In 1960s South Carolina, young Lily (Fanning) is traumatised by her role in the death of her mother at the hands of her brutal father T Ray (Bettany) several years earlier.
The only humanity in her life now comes from the black servant girl Rosaleen (Hudson) who lives with her and T Ray.
When Rosaleen gets beaten up by the local racists when she goes to exercise her newfound right to register to vote, she and Lily run away from home and end up being taken in by the Boatright sisters, at their honey farm.
The household is run by the maternal eldest sister August (Queen Latifah), who becomes a mother-figure to both of them.
Rounding off their new extended family are the cantankerous June (Keys) and simple, depressive May (Okonedo).

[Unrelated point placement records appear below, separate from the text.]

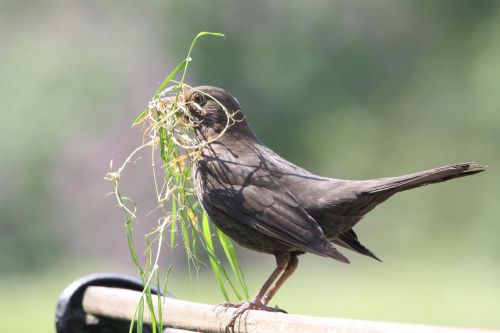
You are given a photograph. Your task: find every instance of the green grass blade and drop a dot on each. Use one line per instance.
(232, 258)
(193, 44)
(177, 69)
(216, 266)
(141, 117)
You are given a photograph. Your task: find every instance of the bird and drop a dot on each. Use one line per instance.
(267, 204)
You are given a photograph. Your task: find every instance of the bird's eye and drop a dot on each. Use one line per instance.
(199, 98)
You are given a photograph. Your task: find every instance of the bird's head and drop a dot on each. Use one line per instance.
(214, 111)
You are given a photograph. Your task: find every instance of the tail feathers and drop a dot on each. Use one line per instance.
(422, 178)
(349, 240)
(332, 252)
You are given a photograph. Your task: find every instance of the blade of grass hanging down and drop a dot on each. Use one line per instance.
(193, 44)
(232, 258)
(139, 318)
(173, 224)
(169, 78)
(158, 300)
(216, 267)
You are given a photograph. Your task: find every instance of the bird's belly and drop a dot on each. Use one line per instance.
(245, 235)
(333, 224)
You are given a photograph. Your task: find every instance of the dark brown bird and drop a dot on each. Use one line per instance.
(267, 204)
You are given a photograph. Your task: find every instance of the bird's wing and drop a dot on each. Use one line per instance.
(274, 212)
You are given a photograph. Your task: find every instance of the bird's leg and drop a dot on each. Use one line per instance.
(282, 262)
(290, 268)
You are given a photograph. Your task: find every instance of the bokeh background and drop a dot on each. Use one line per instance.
(348, 89)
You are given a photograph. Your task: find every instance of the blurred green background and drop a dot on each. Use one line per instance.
(348, 89)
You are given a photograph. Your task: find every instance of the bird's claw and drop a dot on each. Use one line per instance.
(244, 307)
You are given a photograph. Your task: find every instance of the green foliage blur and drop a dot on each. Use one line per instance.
(348, 89)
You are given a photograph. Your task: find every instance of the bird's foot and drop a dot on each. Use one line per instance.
(226, 305)
(244, 307)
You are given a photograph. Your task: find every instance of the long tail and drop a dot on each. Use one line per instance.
(437, 175)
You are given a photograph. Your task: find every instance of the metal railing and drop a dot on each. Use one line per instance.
(183, 316)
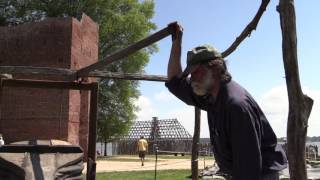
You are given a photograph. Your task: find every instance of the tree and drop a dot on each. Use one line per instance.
(121, 23)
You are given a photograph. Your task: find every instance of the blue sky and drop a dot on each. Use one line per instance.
(256, 64)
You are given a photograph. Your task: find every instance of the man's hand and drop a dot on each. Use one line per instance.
(174, 64)
(176, 31)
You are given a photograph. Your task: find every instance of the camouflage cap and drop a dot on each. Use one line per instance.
(199, 55)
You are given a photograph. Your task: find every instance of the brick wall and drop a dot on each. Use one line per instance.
(30, 113)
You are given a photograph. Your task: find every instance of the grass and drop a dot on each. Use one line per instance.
(135, 158)
(145, 175)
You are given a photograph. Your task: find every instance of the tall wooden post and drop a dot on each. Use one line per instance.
(300, 105)
(195, 145)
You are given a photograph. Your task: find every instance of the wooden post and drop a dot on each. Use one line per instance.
(300, 105)
(91, 163)
(195, 145)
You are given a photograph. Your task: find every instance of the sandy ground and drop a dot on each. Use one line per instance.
(112, 166)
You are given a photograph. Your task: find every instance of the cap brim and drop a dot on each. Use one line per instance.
(187, 71)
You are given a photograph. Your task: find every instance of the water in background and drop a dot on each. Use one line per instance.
(100, 148)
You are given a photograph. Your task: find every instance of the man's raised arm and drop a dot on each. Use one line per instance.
(174, 64)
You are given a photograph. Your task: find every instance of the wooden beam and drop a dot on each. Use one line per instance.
(92, 138)
(45, 84)
(127, 76)
(125, 52)
(62, 74)
(300, 105)
(247, 31)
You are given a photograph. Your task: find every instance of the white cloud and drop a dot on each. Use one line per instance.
(164, 96)
(274, 103)
(185, 116)
(146, 111)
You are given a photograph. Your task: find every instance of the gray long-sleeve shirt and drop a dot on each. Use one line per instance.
(244, 144)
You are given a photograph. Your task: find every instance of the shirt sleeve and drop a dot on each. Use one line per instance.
(245, 144)
(182, 89)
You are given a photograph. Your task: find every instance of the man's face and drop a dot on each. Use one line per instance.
(201, 79)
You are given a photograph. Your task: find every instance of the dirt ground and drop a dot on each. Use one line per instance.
(112, 166)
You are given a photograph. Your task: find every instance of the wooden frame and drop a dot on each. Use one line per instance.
(92, 87)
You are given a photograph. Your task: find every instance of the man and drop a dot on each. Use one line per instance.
(142, 147)
(244, 144)
(1, 140)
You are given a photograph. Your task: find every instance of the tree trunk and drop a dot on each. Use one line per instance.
(195, 145)
(300, 105)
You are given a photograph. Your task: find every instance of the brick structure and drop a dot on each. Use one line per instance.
(31, 113)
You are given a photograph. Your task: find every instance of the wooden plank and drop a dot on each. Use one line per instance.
(91, 168)
(127, 76)
(45, 84)
(63, 74)
(125, 52)
(300, 105)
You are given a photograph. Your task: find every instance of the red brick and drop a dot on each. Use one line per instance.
(30, 113)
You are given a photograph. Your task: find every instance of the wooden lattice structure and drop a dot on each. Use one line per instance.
(166, 134)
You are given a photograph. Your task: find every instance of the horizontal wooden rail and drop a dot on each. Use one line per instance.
(61, 73)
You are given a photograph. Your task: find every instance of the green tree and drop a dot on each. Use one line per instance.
(121, 23)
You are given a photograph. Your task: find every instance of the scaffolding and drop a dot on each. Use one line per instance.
(166, 134)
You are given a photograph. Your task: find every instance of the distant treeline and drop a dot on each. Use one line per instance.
(309, 139)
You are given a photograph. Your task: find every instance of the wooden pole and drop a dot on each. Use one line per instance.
(195, 145)
(125, 52)
(60, 73)
(300, 105)
(91, 163)
(127, 76)
(247, 30)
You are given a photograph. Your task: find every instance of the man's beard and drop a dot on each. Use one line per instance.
(203, 87)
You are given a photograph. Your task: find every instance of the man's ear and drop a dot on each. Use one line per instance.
(215, 71)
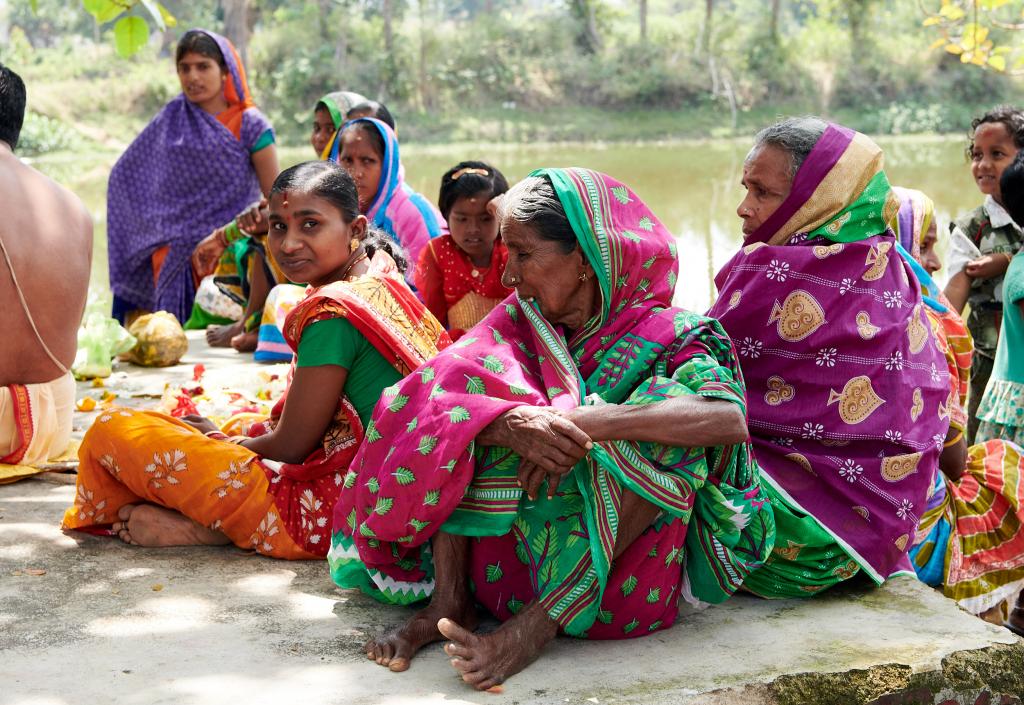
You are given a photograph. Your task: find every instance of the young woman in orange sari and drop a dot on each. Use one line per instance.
(157, 481)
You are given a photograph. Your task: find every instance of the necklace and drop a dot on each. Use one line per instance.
(359, 255)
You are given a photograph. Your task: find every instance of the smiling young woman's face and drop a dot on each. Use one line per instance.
(308, 238)
(473, 226)
(202, 78)
(992, 152)
(323, 129)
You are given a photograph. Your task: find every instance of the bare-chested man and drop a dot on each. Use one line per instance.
(45, 255)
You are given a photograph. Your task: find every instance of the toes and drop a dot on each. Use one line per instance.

For the first time, Lily experiences what it’s like to be in the comfort of a true family and Rosaleen feels wanted, until T Ray traces them and they’re all forced to confront their expectations for the future.


On one level, this is a coming of age film that’s as sweet as the honey produced by the bees of the title.
On another, it’s a worthy critique of the racism in America’s southern states, even after the apparent success of the black civil rights movement.
But both of these themes have been done many times before – often in the same film.
There’s little original here, from the violent father who ignores (rather than abuses) his needy daughter to the difficulty the red necks have in accepting the societal change forced on them.
Dakota Fanning is the centre of the film, appearing in almost every scene, and serving as a strong core around which the story is built. She’s clearly talented, but doesn’t really have much to do with her magnetic screen persona in this film.
The three Boatright sisters are so different and such stereotypes that they surely represent different areas of society, rather than any serious attempt to represent a real family.
Bettany turns in a performance like we’ve rarely seen from him – a selfish, angry American, who doesn’t really know why life has treated him so badly, but takes it out on everyone around him anyway.
The film is harmless enough, but it really has little bite to its social commentary, not least because there’s nothing in it we’ve neither seen nor heard before.